Yes they do. I don't need a source and you would be unlikely to find one, but this is from ACTUAL experience

 

 

 

kryptonjohn:

 

There's no point turning off radar. Turning off navigational radar doesn't hide  a 500 foot warship any more than crouching behind a curtain hides an elephant. Nothing to do with "pure assumption". It's simple common sense that you wouldn't operate with radar off when it delivers considerable risk and zero benefit. *Especially* when there have been several collisions lately, including in the same region.

 

 

What experience do you have in detecting radar/radio signals to find things? a nav radar is good to about 48miles max to find something, but the radio signals travel considerably further and can be detected many many times that distance away. can you see a 500ft warship from 12 miles away when its over the horizon and it doesn't have ais? doubt it very much.

 

the American navy is anything but conventional when it comes to things like this because they are such a target they tend to like to remain invisible.

 

common sense isn't a valid justification for an argument as common sense just isn't that common these days.

 

kryptonjohn:

 

They can't rely on other ships AIS to know where they are because they can't rely on other ships having functioning AIS. The biggest risk to US warships, after, apparently their own negligence, is small fast boats running up to them and detonating improvised explosives a la USS Cole.
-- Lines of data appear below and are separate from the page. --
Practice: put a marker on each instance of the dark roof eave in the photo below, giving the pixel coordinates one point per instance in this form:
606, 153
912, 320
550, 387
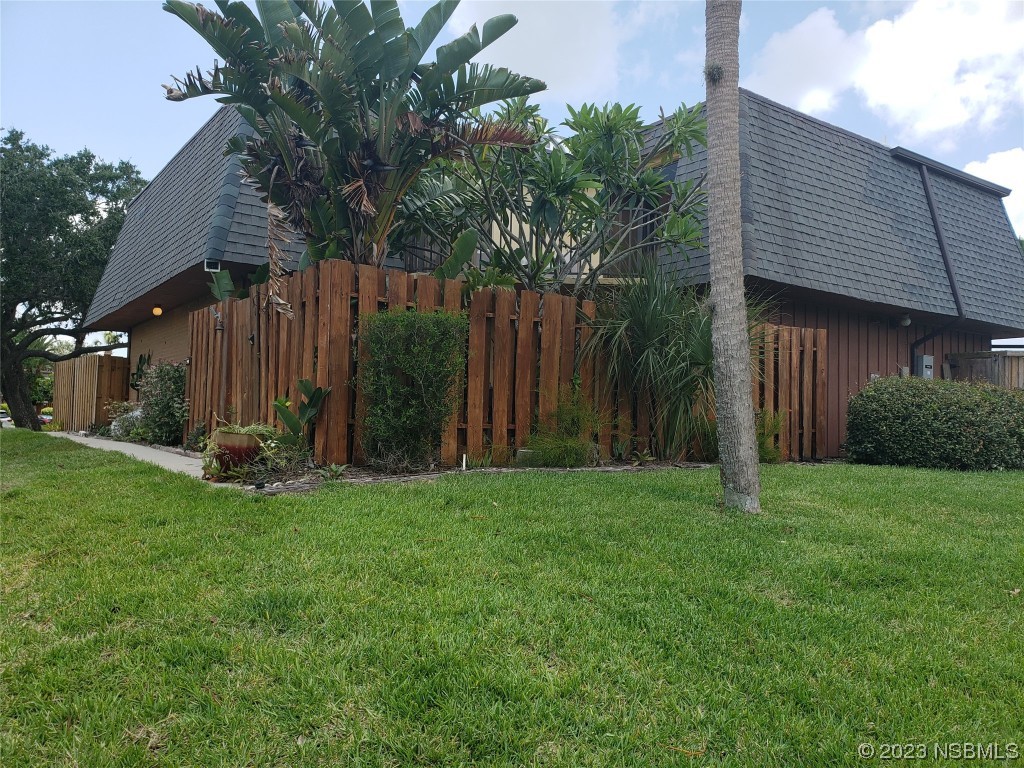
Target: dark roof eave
980, 183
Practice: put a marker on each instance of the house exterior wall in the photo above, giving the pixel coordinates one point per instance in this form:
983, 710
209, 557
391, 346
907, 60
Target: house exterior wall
166, 337
861, 344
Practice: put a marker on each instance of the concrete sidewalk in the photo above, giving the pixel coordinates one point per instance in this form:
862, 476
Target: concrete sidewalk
166, 459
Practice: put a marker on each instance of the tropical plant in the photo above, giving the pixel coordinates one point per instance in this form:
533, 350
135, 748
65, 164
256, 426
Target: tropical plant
300, 424
654, 337
736, 431
140, 368
572, 209
415, 364
60, 217
164, 409
345, 112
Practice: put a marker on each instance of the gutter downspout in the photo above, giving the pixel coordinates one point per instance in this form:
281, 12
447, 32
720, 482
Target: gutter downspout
947, 262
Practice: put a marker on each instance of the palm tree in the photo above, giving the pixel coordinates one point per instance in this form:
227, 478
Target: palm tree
730, 340
345, 113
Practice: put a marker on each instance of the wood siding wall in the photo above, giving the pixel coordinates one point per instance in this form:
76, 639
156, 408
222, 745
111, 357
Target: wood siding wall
83, 387
521, 349
861, 345
166, 337
1005, 369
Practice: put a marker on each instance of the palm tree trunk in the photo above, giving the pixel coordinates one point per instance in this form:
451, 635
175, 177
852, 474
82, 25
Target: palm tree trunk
730, 340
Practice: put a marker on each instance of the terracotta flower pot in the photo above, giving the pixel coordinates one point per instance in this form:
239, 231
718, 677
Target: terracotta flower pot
235, 450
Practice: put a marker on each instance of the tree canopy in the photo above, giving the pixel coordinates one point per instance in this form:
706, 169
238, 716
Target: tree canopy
61, 215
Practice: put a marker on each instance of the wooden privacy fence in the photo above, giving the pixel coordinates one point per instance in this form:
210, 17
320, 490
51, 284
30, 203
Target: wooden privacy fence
523, 348
791, 379
84, 386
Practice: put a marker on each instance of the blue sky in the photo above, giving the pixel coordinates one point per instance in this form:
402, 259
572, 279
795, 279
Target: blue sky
942, 78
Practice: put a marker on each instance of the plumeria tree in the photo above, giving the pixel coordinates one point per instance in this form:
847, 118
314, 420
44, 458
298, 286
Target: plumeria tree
563, 210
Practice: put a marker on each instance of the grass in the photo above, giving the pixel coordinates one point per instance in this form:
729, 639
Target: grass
556, 620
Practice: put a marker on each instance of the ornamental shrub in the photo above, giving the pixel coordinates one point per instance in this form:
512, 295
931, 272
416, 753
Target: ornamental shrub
163, 403
416, 363
567, 440
939, 424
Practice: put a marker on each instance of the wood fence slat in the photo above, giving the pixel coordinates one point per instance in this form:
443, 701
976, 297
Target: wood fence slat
525, 366
369, 301
310, 324
589, 311
450, 439
820, 392
428, 292
566, 364
807, 387
343, 388
795, 379
784, 366
606, 407
213, 383
479, 306
397, 289
503, 383
551, 343
624, 422
326, 296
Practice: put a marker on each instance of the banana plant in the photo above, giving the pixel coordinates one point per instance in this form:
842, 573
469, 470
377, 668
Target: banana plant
299, 424
345, 113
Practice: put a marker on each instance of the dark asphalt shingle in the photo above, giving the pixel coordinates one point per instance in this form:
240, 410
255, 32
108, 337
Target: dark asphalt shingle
198, 207
827, 210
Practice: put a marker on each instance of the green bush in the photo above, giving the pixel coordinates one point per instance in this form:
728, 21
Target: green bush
938, 424
163, 403
568, 439
410, 381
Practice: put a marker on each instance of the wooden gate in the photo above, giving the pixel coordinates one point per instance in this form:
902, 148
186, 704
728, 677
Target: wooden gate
84, 386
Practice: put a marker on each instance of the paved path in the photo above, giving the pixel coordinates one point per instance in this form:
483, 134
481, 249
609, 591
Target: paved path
166, 459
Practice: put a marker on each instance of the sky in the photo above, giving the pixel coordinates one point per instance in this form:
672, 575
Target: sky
944, 79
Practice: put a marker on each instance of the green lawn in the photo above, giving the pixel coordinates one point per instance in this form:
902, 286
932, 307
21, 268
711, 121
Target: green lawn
562, 620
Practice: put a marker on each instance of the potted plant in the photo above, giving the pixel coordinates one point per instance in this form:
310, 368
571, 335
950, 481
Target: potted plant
235, 446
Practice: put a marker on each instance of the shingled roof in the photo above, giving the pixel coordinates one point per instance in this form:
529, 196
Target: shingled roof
197, 208
833, 212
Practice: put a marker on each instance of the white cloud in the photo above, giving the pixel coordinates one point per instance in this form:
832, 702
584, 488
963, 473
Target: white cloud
941, 66
572, 46
932, 70
1006, 169
808, 66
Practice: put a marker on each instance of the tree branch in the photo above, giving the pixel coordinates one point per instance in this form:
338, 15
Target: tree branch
78, 351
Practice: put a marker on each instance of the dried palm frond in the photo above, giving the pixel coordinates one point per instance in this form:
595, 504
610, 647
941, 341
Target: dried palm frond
276, 232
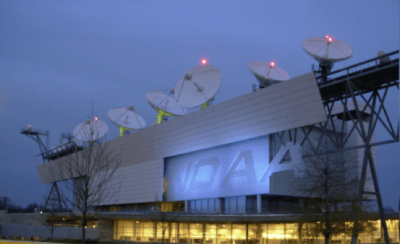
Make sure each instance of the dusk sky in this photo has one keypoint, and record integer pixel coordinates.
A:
(58, 57)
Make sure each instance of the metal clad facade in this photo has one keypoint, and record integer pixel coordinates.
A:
(293, 103)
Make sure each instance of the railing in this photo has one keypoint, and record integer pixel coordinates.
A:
(373, 63)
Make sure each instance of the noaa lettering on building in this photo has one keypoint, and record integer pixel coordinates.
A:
(229, 170)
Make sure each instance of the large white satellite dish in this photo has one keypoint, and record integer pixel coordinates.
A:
(164, 105)
(325, 49)
(198, 86)
(126, 119)
(268, 73)
(90, 131)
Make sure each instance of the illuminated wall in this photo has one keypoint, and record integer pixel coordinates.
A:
(241, 168)
(228, 170)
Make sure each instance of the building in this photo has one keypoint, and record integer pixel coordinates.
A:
(226, 173)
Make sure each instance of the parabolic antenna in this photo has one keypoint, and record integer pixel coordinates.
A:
(126, 119)
(268, 73)
(90, 131)
(164, 105)
(198, 86)
(325, 49)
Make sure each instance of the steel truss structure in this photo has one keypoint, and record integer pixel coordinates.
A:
(368, 82)
(54, 194)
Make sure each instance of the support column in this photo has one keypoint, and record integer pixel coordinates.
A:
(105, 230)
(219, 207)
(186, 206)
(259, 203)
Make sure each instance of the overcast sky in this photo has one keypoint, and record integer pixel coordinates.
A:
(56, 57)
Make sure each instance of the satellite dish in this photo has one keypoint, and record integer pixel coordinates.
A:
(90, 131)
(268, 73)
(164, 105)
(126, 119)
(197, 86)
(327, 50)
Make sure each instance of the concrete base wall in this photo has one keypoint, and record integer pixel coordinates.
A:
(8, 231)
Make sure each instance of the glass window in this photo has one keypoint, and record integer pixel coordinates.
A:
(276, 233)
(148, 232)
(162, 232)
(196, 233)
(239, 234)
(227, 207)
(291, 232)
(125, 230)
(254, 232)
(115, 230)
(204, 205)
(198, 206)
(211, 233)
(173, 232)
(224, 234)
(232, 205)
(211, 206)
(192, 206)
(241, 207)
(376, 231)
(183, 233)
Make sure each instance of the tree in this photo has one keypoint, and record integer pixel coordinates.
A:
(88, 174)
(5, 203)
(31, 208)
(330, 181)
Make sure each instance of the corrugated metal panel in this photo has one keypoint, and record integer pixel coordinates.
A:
(290, 104)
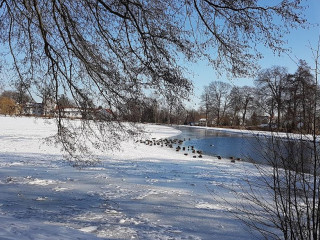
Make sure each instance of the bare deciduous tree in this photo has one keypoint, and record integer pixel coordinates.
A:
(110, 51)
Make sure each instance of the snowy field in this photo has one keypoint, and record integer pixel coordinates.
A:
(141, 192)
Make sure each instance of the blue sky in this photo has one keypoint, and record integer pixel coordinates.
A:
(298, 43)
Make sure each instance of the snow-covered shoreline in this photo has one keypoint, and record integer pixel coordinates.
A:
(283, 135)
(141, 192)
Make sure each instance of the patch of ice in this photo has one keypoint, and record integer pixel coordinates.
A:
(206, 205)
(41, 198)
(41, 182)
(60, 189)
(89, 229)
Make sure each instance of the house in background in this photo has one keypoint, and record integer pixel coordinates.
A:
(32, 108)
(202, 122)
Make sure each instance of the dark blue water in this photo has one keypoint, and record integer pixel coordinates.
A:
(224, 144)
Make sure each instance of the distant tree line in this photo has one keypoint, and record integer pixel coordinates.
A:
(279, 100)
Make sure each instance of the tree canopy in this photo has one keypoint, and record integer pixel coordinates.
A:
(111, 52)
That's another reason to keep the radar on. No amount of ESM is going to help prevent some guy ramming a speed boat packed with explosives into you. 

 

 

 

no but that comes back to people keeping a proper watch especially if they are not operating a radar. but the cole was in harbour when its incident happened. not quiet the same as being at sea.

 

for all we know the radar may have had a defect or any number of other things.

 

 

 

but everyone is so quick to come to assumptions on these things.